Article

Hof van Cassatie, 05/01/2012, R.D.C.-T.B.H., 2014/5, p. 498-499

Hof van Cassatie 5 januari 2012

OCTROOI
Europees octrooi - Europees octrooiverdrag - Algemeen - Beslissing van de oppositiekamer - Hoger beroep - Schorsende werking - Behoud van de exclusieve rechten
Krachtens artikel 106 Europees octrooiverdrag heeft het beroep dat tegen de beslissing van de oppositiekamer wordt ingesteld een schorsende werking. Deze schorsende werking kan enkel worden begrepen in de zin dat de beslissing tot herroeping geen juridische gevolgen heeft en het octrooi zijn uitwerking geheel behoudt, hetgeen impliceert dat de verweerster het recht heeft en behoudt om zich als octrooi­houder te blijven beroepen op de exclusieve rechten die eruit voortvloeien.
BREVET D'INVENTION
Brevet européen - Convention sur le brevet européen - Généralités - Décision de la division d'opposition - Recours - Effet suspensif - Maintien des droits exclusifs
En vertu de l'article 106 de la convention du 5 octobre 1973 sur la délivrance de brevets européens, le recours contre la décision de la division d'opposition a un effet suspensif. Cet effet suspensif ne peut s'entendre que dans le sens où cette décision de révocation n'a pas d'effet juridique et que le brevet conserve entièrement ses effets, ce qui implique que la défenderesse a et conserve le droit d'invoquer les droits exclusifs qui en résultent en tant que titulaire du brevet.

Mylan BVBA / Novartis AG

Zet.: E. Dirix (afdelingsvoorzitter), E. Stassijns, B. Deconinck, A. Smetryns en G. Jocqué (raadsheren)
OM: A. Van Ingelgem (advocaat-generaal)
Pl: Mrs. L. De Gryse en P. Lefèbvre
Zaak: AR n° C.11.0101.N
I. Rechtspleging voor het Hof

Het cassatieberoep is gericht tegen het arrest van het hof van beroep te Brussel van 26 oktober 2010.

Afdelingsvoorzitter E. Dirix heeft verslag uitgebracht.

Advocaat-generaal met opdracht A. Van Ingelgem heeft geconcludeerd.

II. Cassatiemiddel

De eiseres voert in haar verzoekschrift dat aan dit arrest gehecht is, een middel aan.

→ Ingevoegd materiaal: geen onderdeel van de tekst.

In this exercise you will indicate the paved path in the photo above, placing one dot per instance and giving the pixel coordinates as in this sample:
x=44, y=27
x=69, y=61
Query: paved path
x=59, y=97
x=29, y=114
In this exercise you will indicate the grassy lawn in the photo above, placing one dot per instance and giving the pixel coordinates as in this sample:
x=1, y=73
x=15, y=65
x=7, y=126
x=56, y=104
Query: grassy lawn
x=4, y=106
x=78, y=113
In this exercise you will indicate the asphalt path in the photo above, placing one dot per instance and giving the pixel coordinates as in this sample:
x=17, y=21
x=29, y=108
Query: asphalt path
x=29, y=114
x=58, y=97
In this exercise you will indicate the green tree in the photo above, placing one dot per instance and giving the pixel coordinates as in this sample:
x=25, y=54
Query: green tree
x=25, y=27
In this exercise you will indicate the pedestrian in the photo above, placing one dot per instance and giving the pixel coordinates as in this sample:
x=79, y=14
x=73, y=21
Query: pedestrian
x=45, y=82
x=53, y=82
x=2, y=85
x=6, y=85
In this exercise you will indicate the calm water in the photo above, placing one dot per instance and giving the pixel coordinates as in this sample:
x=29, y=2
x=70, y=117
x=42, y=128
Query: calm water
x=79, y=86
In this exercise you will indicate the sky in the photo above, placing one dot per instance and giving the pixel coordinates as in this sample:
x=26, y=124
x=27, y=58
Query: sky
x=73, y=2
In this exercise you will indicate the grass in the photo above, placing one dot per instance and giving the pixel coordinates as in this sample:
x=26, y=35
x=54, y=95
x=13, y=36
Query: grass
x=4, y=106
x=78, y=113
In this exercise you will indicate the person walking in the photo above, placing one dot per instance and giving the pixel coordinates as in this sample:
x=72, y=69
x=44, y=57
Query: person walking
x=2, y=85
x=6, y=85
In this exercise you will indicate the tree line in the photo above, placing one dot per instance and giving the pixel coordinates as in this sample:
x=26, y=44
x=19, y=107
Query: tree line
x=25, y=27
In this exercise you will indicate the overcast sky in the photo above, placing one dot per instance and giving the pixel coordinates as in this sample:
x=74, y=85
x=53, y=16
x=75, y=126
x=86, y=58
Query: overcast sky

III. Beslissing van het Hof
Beoordeling
Eerste onderdeel

1. De appelrechters verwerpen en beantwoorden het bedoelde verweer met de r.o. 21. Zij dienden niet verder in te gaan op de diverse argumenten waarop dit verweer is gesteund.

Het onderdeel kan niet worden aangenomen.

Tweede onderdeel

2. Krachtens artikel 106 Europees octrooiverdrag heeft het beroep dat tegen de beslissing van de oppositiekamer wordt ingesteld een schorsende werking.

Ingevolge deze bepaling sorteert de beslissing van de oppositiekamer, waartegen hoger beroep is ingesteld, geen gevolgen op de ogenschijnlijke rechten van de octrooihouder, zolang geen eindbeslissing in de oppositieprocedure is tussengekomen.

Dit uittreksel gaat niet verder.